The second phase of the project features a 26.2-acre detention pond, 18 acres of natural habitat with wetlands, and 1.3 miles of trails. About 90% of the work on Phase 2 was finished in January, but the turf establishment of native grasses signaled its completion, LAN officials said. The first phase, which was completed in April 2018, included a 23.7-acre detention pond, 15.2 acres of natural habitat with wetlands and 1.25 miles of trails, per the release.
Exploration Green's amenities are funded entirely by grants and donations. In total, the project will cost between $40 million-$50 million to complete. The last piece of the puzzle will be an entry plaza on Phase 1 estimated to cost between $1.5 million-$2 million, Chair Frank Weary told Community Impact Newspaper in March. Once it is completed, nearly 70% of the 40,000 people living in the Clear Lake area will be within walking distance of Exploration Green, and the remaining people will be less than a mile from one of the phases, per the release.
The on-site nursery where plants are kept is maintained by volunteers, who play an integral part in planting trees and shrubs during the late fall and early spring. Planting should be completed by the end of 2022, Weary said in March.

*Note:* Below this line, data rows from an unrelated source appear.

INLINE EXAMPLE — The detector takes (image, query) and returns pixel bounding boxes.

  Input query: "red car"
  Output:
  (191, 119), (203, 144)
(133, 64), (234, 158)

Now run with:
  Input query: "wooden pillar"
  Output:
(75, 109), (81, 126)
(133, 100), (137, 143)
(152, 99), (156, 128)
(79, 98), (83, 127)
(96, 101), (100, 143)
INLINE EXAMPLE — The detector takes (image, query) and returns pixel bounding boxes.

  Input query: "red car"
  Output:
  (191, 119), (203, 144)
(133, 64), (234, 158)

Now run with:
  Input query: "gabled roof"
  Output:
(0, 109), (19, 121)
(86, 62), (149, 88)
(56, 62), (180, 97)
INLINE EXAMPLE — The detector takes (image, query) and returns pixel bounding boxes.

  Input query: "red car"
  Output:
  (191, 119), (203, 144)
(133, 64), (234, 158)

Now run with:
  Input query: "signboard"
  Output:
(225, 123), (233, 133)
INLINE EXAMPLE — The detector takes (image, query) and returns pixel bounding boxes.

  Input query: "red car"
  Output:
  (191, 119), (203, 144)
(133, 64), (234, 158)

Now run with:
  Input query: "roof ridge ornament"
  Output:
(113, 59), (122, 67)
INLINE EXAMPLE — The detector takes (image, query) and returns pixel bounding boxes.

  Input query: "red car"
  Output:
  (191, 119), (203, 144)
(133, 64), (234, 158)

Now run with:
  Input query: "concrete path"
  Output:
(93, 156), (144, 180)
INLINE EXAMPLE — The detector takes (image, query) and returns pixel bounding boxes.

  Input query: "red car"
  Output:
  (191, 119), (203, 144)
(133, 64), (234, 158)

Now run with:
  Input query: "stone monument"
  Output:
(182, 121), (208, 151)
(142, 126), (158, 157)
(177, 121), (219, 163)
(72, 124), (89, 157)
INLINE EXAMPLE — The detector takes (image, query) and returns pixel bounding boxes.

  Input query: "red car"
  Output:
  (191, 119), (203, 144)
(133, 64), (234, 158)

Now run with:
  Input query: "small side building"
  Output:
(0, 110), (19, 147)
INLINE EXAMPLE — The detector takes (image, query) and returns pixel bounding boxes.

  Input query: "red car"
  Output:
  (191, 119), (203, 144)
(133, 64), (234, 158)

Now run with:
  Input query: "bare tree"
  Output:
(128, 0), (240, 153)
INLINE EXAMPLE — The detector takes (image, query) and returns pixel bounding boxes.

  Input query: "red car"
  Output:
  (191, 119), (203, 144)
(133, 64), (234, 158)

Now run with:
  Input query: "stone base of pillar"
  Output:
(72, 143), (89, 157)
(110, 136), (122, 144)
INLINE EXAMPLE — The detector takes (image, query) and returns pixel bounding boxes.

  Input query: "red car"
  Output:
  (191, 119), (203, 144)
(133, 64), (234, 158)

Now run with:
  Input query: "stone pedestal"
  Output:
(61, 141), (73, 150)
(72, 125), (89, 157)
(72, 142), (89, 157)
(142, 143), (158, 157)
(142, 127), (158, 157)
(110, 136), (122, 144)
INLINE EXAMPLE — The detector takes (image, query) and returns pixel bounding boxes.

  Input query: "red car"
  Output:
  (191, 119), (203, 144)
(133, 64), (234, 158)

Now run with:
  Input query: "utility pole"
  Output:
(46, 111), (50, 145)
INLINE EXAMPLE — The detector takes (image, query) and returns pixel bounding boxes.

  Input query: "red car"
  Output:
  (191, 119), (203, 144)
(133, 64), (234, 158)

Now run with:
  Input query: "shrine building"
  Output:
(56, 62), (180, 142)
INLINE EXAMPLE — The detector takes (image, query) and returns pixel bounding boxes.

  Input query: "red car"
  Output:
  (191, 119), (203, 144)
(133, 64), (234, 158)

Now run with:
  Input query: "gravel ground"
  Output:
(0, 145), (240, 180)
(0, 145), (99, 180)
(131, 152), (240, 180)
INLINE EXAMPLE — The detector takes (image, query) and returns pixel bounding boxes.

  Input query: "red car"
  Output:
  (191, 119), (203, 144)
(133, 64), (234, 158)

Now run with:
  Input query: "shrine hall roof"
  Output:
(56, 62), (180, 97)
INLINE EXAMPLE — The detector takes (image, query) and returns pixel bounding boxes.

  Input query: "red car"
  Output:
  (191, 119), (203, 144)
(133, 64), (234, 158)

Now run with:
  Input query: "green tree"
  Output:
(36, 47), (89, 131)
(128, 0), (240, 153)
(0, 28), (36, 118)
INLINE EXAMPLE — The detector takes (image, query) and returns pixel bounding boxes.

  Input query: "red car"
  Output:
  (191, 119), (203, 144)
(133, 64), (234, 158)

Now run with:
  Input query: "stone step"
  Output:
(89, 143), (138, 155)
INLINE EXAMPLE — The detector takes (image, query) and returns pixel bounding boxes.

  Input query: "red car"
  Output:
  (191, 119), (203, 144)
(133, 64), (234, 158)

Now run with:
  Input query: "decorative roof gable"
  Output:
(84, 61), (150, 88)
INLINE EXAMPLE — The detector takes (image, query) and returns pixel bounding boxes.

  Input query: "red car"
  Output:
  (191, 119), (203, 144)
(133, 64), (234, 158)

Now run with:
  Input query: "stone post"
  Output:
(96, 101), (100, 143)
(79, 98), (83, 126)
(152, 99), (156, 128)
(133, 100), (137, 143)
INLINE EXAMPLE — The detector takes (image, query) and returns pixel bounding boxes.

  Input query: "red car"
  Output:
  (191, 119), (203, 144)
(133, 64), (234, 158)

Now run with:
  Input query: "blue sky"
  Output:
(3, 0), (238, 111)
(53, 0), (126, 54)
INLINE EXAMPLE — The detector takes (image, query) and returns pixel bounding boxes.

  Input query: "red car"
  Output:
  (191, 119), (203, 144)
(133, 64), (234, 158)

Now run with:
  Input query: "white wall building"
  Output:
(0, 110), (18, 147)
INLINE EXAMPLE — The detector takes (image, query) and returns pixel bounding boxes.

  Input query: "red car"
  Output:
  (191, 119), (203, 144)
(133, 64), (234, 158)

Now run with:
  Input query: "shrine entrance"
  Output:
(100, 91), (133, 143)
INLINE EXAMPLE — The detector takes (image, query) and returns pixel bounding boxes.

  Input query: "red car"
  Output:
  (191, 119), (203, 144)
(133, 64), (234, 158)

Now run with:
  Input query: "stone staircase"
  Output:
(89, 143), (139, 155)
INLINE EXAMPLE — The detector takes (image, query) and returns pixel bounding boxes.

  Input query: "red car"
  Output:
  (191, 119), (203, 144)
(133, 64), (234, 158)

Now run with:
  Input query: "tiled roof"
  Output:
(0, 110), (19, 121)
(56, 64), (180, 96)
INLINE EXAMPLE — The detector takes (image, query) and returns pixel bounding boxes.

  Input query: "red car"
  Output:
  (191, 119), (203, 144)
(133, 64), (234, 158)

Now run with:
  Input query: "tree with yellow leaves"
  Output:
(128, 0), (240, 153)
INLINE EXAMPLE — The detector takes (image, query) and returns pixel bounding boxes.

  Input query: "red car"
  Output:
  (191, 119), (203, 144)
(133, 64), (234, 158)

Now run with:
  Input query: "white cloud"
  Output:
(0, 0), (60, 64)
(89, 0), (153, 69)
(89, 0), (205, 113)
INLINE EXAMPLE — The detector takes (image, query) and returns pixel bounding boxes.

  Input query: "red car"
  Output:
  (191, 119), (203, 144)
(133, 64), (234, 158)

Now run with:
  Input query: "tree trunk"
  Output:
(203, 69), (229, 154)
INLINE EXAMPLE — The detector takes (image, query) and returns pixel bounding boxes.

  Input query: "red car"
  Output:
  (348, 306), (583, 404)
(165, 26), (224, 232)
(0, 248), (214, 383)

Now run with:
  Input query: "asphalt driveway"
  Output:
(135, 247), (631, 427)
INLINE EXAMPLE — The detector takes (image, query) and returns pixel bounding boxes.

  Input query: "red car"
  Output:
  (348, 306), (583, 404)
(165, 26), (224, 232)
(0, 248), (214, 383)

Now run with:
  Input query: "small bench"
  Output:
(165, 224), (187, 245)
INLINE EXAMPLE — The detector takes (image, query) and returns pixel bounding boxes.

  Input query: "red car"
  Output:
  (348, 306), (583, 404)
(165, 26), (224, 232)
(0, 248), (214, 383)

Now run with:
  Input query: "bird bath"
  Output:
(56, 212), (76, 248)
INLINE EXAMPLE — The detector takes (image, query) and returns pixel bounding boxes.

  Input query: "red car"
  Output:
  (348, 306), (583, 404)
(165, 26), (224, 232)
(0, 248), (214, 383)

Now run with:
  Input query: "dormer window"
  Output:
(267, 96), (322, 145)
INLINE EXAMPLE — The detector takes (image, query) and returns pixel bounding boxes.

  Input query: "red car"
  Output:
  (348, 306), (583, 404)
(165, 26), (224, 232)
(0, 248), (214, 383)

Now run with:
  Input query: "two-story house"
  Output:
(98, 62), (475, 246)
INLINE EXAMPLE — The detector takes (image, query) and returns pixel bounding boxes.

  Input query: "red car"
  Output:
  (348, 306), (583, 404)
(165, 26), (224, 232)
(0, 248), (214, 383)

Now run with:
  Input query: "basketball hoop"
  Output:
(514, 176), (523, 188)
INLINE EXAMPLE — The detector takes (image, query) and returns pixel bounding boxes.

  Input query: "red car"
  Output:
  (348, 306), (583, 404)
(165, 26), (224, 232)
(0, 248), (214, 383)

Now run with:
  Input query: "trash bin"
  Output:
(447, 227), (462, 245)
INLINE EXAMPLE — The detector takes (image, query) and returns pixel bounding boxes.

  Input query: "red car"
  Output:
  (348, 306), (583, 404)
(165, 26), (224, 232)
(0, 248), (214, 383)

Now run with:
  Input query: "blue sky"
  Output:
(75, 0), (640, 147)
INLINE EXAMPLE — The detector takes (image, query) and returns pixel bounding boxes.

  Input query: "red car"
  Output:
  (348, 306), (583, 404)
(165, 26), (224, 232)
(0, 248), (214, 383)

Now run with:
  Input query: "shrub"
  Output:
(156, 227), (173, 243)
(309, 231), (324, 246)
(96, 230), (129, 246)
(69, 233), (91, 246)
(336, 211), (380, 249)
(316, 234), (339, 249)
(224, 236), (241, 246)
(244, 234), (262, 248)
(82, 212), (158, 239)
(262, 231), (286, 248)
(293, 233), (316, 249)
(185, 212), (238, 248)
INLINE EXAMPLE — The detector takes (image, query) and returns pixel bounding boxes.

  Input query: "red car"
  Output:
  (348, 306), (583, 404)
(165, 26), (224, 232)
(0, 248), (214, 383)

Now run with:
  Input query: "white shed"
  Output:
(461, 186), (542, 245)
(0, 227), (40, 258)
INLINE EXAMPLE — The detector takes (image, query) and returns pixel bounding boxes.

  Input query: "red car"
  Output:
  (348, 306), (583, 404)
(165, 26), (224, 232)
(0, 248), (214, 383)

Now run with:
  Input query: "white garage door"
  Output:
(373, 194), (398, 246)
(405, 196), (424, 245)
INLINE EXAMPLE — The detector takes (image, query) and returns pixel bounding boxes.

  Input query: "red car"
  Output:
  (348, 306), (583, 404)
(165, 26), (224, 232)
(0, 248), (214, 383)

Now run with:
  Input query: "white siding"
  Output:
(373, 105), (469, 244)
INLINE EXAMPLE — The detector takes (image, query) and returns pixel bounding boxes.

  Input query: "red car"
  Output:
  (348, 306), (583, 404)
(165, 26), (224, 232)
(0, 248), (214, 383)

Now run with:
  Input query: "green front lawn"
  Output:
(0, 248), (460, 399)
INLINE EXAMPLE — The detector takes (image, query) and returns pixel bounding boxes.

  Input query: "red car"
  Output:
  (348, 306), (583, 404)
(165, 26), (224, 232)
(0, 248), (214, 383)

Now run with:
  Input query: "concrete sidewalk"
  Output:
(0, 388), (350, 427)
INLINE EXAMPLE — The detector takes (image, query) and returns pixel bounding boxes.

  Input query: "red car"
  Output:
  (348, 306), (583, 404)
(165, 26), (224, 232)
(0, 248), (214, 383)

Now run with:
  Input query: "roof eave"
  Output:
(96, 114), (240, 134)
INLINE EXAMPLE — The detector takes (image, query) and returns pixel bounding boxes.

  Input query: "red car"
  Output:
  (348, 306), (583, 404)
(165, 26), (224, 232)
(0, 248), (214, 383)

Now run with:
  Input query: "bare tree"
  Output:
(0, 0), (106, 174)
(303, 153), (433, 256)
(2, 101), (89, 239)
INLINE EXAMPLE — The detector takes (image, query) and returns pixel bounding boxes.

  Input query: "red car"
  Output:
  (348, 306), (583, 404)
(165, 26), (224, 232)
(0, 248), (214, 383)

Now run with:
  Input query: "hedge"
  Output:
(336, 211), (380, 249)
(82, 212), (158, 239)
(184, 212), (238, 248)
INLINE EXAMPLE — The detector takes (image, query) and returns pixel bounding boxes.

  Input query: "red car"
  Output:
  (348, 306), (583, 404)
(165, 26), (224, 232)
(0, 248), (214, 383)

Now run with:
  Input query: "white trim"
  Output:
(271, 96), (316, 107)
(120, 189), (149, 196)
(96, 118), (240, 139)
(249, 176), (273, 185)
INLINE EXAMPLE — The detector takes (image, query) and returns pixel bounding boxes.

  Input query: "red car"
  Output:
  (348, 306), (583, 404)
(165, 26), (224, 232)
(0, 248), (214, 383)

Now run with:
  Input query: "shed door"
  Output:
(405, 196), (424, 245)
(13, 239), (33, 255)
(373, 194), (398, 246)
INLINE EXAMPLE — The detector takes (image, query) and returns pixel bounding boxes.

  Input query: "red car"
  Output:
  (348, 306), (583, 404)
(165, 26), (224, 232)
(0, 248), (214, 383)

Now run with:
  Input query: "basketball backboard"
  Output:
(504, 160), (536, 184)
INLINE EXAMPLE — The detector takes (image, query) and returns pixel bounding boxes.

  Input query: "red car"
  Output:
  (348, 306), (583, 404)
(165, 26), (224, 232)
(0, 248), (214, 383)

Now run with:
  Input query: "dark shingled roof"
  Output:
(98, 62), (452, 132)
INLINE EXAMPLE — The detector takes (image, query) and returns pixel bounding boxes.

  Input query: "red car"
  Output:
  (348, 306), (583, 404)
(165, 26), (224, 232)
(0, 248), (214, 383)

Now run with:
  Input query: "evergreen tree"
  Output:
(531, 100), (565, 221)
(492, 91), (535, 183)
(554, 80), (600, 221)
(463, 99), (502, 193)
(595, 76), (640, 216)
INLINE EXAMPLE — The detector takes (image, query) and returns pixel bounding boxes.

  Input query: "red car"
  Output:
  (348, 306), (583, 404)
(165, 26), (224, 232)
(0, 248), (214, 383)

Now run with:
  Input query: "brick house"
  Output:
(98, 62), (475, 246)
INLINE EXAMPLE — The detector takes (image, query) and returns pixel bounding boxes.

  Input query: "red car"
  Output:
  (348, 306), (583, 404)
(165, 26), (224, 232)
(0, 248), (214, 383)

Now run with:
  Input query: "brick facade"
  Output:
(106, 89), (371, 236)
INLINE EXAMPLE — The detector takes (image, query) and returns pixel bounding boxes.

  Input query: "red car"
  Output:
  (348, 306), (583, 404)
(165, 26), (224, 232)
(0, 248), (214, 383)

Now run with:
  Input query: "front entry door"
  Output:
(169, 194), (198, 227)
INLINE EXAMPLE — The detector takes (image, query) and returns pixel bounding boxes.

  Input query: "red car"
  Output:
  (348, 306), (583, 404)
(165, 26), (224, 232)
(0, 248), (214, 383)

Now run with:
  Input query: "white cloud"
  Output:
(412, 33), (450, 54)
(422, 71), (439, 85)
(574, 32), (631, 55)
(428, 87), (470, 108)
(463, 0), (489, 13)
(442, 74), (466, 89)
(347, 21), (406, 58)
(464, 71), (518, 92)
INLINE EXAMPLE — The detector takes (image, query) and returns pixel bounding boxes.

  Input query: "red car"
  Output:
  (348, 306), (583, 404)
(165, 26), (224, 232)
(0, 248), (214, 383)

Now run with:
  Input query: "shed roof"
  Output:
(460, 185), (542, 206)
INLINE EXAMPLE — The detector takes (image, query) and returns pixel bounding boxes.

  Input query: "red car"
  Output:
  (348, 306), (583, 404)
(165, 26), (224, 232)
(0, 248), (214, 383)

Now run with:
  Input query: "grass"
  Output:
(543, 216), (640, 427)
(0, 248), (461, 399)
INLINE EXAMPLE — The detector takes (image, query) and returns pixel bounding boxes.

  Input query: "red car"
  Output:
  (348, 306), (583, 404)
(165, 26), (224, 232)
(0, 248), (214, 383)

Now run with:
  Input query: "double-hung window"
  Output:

During Hurricane Harvey, although only 80% of the Phase 1 pond was excavated at the time of the storm, it helped detain 100 million gallons of water, protecting at least 150 homes from flooding. Tropical Storm Imelda had minimal impact on the community the following year, and the project had no trouble withstanding Tropical Storm Beta, per the release.
The project has already played a major part in revitalizing home values in an area that was previously experiencing economic decline, per the release. Given that the conservancy protects homes from flooding, property values have subsequently increased, and flood insurance costs have dropped. Data from Paige Martin of Keller Williams Realty shows the price per square foot of Clear Lake-area homes went from $9 in 2016 to $17 in 2017, then $28 in 2018.
“Communities throughout Texas are looking for ways to mitigate major flooding events like Harvey, Imelda and Beta,” said Wayne Swafford, LAN’s president, in the release. “Exploration Green is transforming Clear Lake from a flood-prone community into one of the most flood-resilient communities in Texas. In addition, it is creating a healthy, sustainable neighborhood for its residents.”